Comparative Mapping. The simplest model of genomic divergence, deriving from a 1984 study by Nadeau and Taylor, assumes the spatial homogeneity of both breakpoint and gene distributions along the chromosomes. The main focus has been the severe underestimation of the number of segments in comparisons where there are relatively few genes common to the data sets for a pair of species. To this end, we study the marginal probability that a segment contain r genes, as well as the probability of observing a non-empty segments if there are m genes and n breakpoints. We show that a is a sufficient statistic for the number of breakpoints, and provide estimators for n given m and a. We discuss how to relax the homogeneity assumptions of the model.

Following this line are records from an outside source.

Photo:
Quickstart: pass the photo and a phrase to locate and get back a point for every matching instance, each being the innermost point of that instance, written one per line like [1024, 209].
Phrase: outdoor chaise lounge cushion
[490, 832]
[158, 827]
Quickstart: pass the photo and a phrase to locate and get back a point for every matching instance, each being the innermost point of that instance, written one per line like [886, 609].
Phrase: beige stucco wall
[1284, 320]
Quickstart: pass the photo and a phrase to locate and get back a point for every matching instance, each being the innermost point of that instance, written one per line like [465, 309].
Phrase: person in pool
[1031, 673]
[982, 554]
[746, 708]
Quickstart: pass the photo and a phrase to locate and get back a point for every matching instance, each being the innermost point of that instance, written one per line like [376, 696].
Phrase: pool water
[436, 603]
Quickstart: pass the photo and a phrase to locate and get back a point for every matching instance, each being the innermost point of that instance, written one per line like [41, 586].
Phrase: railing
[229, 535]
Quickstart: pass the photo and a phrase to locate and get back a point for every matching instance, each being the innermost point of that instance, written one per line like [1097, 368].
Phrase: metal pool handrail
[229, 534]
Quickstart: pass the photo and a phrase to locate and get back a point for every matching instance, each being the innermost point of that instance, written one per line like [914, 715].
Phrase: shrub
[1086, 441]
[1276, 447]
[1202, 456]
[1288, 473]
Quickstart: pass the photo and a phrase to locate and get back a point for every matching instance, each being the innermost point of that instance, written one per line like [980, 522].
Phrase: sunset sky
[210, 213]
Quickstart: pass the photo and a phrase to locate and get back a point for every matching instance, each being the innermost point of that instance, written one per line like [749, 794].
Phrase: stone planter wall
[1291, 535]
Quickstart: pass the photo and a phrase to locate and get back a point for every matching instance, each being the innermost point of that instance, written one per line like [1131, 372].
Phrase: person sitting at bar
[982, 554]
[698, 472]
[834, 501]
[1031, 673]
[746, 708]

Identification of Conserved Segments. As map data accumulate, it becomes increasingly difficult to find segments in which gene content and order are strictly parallel in two genomes, due in part to experimental error, but also to high rates of inversion of small regions of chromosomes. We introduce a method for estimating the configuration of conserved segments resulting from the evolutionary history of reciprocal translocations, by minimizing a weighted sum of mapping error and rearrangement costs. This involves a variant of single link stepwise cluster analysis performed simultaneously on all conserved syntenies, with the interim results from each cluster analysis affecting the current state of all the others .
Synthesis of the Algorithmic and Statistical Approaches. To better characterise segment statistics, a realistic probability model must discard homogeneity in favour of one parameterised by regional chromosomal characteristics: isochore structure, telomeric proximity, recombination rates and gene richness. At the same time, the simplified problems solvable by methods of combinatorial optimisation should be reformulated in a more realistic way, making use of the quantitative aspects of the biological context and parameterised probability models, perhaps sacrificing exact global solutions in favour of heuristic algorithms, local optimisation, and simulation.